WASHINGTON, DC — August 2, 2004 — The Food Marketing Institute (FMI) is calling upon the Federal Reserve to investigate the fast-escalating costs of fees for electronic transactions, to explore ways to cap these costs and to disclose them to consumers, according to comments filed recently with the nation’s central bank.


Among the reasons for these requests, FMI cited the following:


  • The cost of electronic payments is one of the fastest growing and least controllable costs.

  • There have been 11 credit/debit rate increases in the last 12 months with still more expected this year.

  • PIN debit fees are up 267 percent since 1999.

  • Electronic payments volume has increased over 500 percent from 1989 to 2000, and continues to grow dramatically.

  • Card associations collected $29.2 billion in 2003 on interchange fees, which banks impose on retailers for all electronic transactions.

  • The current interchange fee model is inverted from normal competitive market models — more volume means more cost; volume cannot be used to lower costs; merchant fees are invisible to consumers.


     

According to a 2003 report by the Tower Group Food, food retailers handle over half of all PIN-based and signature-based debit transactions (credit cards that work as checks). “At the same time,” FMI commented, “the cost of accepting these cards has been skyrocketing, often exceeding the 1 percent net profit margin of the typical grocery store.”


FMI noted that “financial institutions are intentionally trying to switch consumers to signature debit, which is slower, less secure and significantly more expensive for retailers and ultimately for consumers.” This trend is “contributing to the growing national problem of identity theft.
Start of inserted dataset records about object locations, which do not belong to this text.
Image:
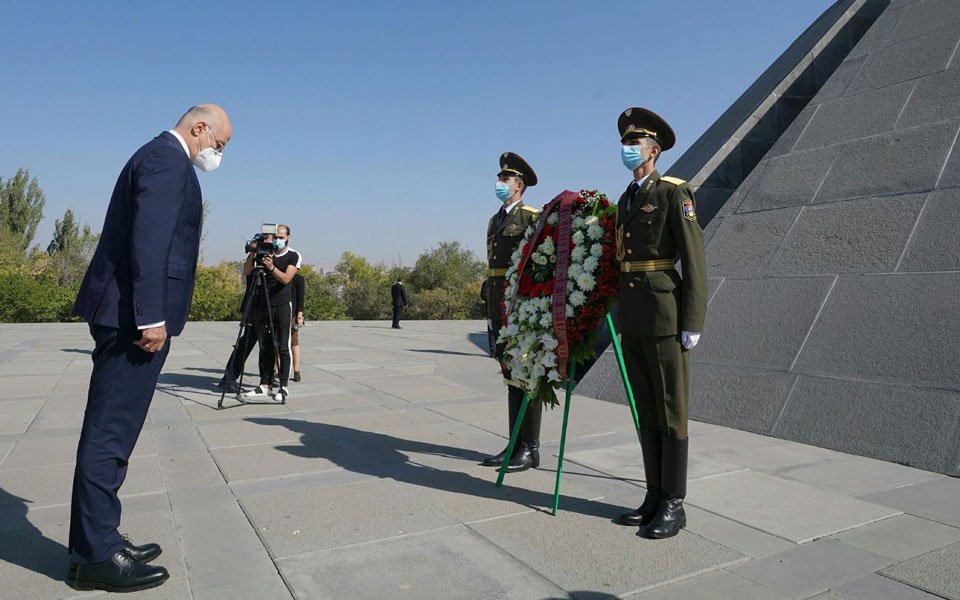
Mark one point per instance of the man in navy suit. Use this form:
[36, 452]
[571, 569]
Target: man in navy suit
[135, 296]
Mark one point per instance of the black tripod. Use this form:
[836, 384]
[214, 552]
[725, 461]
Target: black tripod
[258, 281]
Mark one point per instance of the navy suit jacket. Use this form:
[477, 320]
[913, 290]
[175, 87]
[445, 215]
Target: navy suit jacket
[145, 265]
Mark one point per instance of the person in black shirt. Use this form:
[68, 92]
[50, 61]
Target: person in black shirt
[297, 324]
[399, 301]
[281, 267]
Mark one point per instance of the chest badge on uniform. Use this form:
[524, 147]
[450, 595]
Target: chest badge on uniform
[621, 251]
[688, 211]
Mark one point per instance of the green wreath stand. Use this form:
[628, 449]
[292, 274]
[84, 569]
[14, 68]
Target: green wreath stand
[515, 434]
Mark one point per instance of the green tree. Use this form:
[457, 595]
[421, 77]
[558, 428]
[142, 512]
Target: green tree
[21, 207]
[71, 249]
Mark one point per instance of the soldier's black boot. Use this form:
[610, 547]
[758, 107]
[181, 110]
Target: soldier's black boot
[670, 518]
[529, 455]
[651, 445]
[514, 400]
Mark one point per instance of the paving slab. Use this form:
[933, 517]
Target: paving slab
[453, 564]
[790, 510]
[718, 584]
[937, 500]
[935, 572]
[878, 587]
[812, 568]
[901, 537]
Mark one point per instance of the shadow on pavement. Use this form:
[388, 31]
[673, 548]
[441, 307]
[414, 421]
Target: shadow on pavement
[23, 544]
[388, 455]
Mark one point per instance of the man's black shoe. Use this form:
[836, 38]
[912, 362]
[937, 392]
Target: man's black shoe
[645, 513]
[144, 554]
[119, 573]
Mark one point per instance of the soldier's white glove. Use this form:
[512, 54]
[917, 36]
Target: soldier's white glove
[689, 339]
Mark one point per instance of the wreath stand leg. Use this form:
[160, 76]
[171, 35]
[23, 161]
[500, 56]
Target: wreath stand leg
[563, 435]
[566, 409]
[508, 454]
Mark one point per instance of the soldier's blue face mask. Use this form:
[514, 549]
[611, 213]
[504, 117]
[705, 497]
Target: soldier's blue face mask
[504, 191]
[632, 156]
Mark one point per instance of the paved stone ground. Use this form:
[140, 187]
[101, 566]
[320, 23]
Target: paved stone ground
[366, 485]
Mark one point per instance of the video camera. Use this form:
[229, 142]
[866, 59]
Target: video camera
[259, 245]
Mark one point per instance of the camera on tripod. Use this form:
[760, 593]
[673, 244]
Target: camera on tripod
[260, 246]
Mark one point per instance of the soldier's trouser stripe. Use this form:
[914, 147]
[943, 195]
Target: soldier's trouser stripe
[658, 369]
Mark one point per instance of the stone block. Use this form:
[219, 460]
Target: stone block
[812, 568]
[863, 167]
[840, 80]
[787, 307]
[936, 98]
[840, 238]
[935, 245]
[934, 500]
[907, 60]
[454, 564]
[935, 572]
[789, 180]
[855, 117]
[887, 422]
[902, 537]
[924, 17]
[744, 243]
[783, 508]
[888, 322]
[741, 398]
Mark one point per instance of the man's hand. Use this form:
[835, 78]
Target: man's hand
[688, 339]
[153, 339]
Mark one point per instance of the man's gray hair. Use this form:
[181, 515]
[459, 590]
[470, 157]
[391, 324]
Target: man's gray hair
[201, 112]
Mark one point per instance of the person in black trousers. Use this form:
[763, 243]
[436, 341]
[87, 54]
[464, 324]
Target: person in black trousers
[399, 301]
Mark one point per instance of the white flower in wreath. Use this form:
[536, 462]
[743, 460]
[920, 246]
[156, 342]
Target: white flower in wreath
[586, 282]
[549, 360]
[590, 264]
[547, 246]
[577, 298]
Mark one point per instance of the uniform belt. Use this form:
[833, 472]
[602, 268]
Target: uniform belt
[662, 264]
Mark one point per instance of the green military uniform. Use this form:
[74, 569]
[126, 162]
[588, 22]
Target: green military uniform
[504, 234]
[656, 225]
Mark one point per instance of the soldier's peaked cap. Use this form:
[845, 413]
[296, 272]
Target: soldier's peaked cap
[514, 164]
[640, 121]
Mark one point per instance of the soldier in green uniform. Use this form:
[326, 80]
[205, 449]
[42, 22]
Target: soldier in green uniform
[504, 233]
[661, 314]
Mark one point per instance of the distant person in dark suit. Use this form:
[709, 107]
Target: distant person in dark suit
[399, 301]
[136, 295]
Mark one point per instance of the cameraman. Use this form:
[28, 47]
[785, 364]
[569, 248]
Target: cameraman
[281, 265]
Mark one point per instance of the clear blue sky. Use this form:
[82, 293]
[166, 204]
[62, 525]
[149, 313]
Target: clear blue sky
[370, 126]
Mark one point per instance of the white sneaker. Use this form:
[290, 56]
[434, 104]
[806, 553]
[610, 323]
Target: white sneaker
[261, 391]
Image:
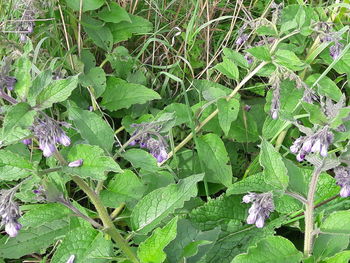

Thieves can use signature debit cards to empty consumer checking/saving accounts without needing a PIN.”


Retailers cannot control the interchange fees for signature-debit transactions, FMI said. “Because financial institutions are able to charge retailers so much more for signature debit, they have a perverse incentive to drive cardholders to the more costly alternative for retailers and more fraud-prone for consumers.
     

“Since signature debit transactions have a higher fraud risk than PIN-based debit transactions, banks should encourage their customers to use the more secure PIN-based debit payment type.”
     

FMI encouraged the Federal Reserve to examine methods to regulate fees, stating that “the United Kingdom, Australia, Israel and the European Union have initiated actions such as caps on fees, changes in operating rules, antitrust/fair trade investigations, studies and legislation.”
     

FMI filed the comments on July 23, 2004, and is drawing upon the expertise of its Electronic Payments Systems Committee in researching these issues and working with the Federal Reserve.